Portrait
Lydia Verratti : « Avant de partir à l’école, Marco embrassait son ballon »

Dans un entretien accordé au Parisien, Lydia Verratti, la maman du milieu de terrain du PSG, a raconté quelques anecdotes au sujet de son fils. Sa grande passion pour le football, sa personnalité, son assurance…Le prodige italien a tout simplement été décrit avec un grand naturel par celle qui l’a élevé.

« C’est fascinant mais seul le ballon l’intéressait, a amorcé Lydia Verratti, qui n’a pu qu’observer la passion de son fils pour le football dès le plus jeune âge. Déjà dans mon ventre, il donnait sans cesse des coups de pied, c’est peut-être un signe. Et à 9 mois, il ne marchait pas encore mais j’étais obligé de le tenir pour qu’il tape dans tout ce qu’il trouvait sur son chemin. Par la suite, il n’a jamais joué à des jeux enfantins. Il ne regardait même pas les dessins animés de son âge, à l’exception des films de Toto (NDLR : un acteur napolitain très connu en Italie pour ses rôles notamment dans des films comiques). Son frère aimait la musique, la guitare, mais dans la chambre de Marco, il n’est question que de football. Le matin avant de partir à l’école, il embrassait son ballon comme pour le saluer, puis il le posait sur le lit et le soir quand il rentrait, il s’habillait pour descendre jouer. Je vais vous raconter une anecdote. Quand arrivaient l’été et la fin de la saison de football, Marco pleurait car il ne pouvait plus jouer avec son équipe. Il refusait d’aller à la mer avec ses amis, donc j’étais obligé de l’inscrire à des stages organisés par le club de l’Atalanta Bergame à Montesilvano (NDLR : une petite ville à côté de Pescara). Ça a duré trois ans. Il y passait deux semaines et quand le stage terminait, devinez ce qu’il faisait ? Il pleurait de nouveau. Il ne supportait pas de passer beaucoup de temps sans jouer. »

On l’a tous compris, le « Petit Hibou » n’a toujours vécu que pour le football. Ca se voit encore aujourd’hui sur le terrain lorsqu’il s’amuse avec ses adversaires. Un comportement qu’il a toujours eu, y compris contre des garçons plus âgés que lui. C’est d’ailleurs pour cette raison qu’il fait preuve d’une grande confiance en lui aujourd’hui. « Plus les parties sont difficiles et plus ça lui plaît, explique sa maman. Qu’il joue à Manoppello, Pescara ou Barcelone, c’est la même chose, il est là pour s’amuser et, de fait, il ne subit pas la pression.
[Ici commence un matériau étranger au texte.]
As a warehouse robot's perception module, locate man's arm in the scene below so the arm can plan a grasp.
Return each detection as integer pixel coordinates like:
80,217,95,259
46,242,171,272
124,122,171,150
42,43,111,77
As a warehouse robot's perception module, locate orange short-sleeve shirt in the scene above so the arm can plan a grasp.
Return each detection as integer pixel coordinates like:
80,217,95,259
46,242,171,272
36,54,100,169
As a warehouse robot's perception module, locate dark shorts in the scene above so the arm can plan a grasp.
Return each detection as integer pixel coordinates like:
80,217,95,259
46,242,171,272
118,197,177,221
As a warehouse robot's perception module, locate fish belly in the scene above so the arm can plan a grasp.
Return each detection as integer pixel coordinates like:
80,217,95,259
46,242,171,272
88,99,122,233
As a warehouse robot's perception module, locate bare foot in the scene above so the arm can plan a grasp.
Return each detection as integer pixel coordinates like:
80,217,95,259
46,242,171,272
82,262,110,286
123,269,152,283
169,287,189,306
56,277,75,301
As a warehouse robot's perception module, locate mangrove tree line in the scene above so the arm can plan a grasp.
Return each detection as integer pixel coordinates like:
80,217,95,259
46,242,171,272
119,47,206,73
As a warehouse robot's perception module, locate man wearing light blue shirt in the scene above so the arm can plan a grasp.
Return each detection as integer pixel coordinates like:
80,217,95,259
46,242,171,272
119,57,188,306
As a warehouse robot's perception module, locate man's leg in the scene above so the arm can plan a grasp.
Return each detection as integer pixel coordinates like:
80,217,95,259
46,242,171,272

Ce qui est incroyable, c’est de le voir reproduire au Parc des Princes les mêmes gestes qu’il réalisait à 8 ans sur la place du village ou avec son club de Manoppello. Il tacle comme quand il était gamin. Bon, aujourd’hui, il prend un peu plus de cartons jaunes. Ses coéquipiers disent qu’il ne doute jamais ? C’est peut-être lié au fait que, de tout temps, il a accompagné son frère Stefano qui a cinq ans de plus que lui. Il a toujours joué au football avec des garçons plus âgés. Dans toutes les équipes de jeunes à l’école de foot de Manoppello, il évoluait avec des enfants qui avaient deux ans de plus que lui. Ça ne l’a jamais handicapé. »

Mais l’enfant de Pescara n’est pas parfait. Sa réputation est un peu ternie par sa fougue, sa faculté à contester les décisions des arbitres. Pourtant, cela n’a pas toujours été le cas. « Petit, Marco ne répondait pas aux arbitres. Mais aujourd’hui, quand il entre sur le terrain, j’ai l’impression qu’il se transforme. Je lui dis souvent de ne pas protester. Mais dès qu’il est sur le terrain, il oublie tout. Pourtant, je vous promets que c’est un grand timide. Il suffit de le complimenter pour qu’il devienne tout rouge. Avec le temps, il en a peut-être eu marre de prendre des coups sur le terrain. Et puis, il ne supporte pas les erreurs d’arbitrage« , a confié Lydia Verratti, qui fait tout pour que son fils fasse des efforts à ce niveau. En espérant que cela porte ses fruits mais pour l’instant, ce n’est pas vraiment le cas.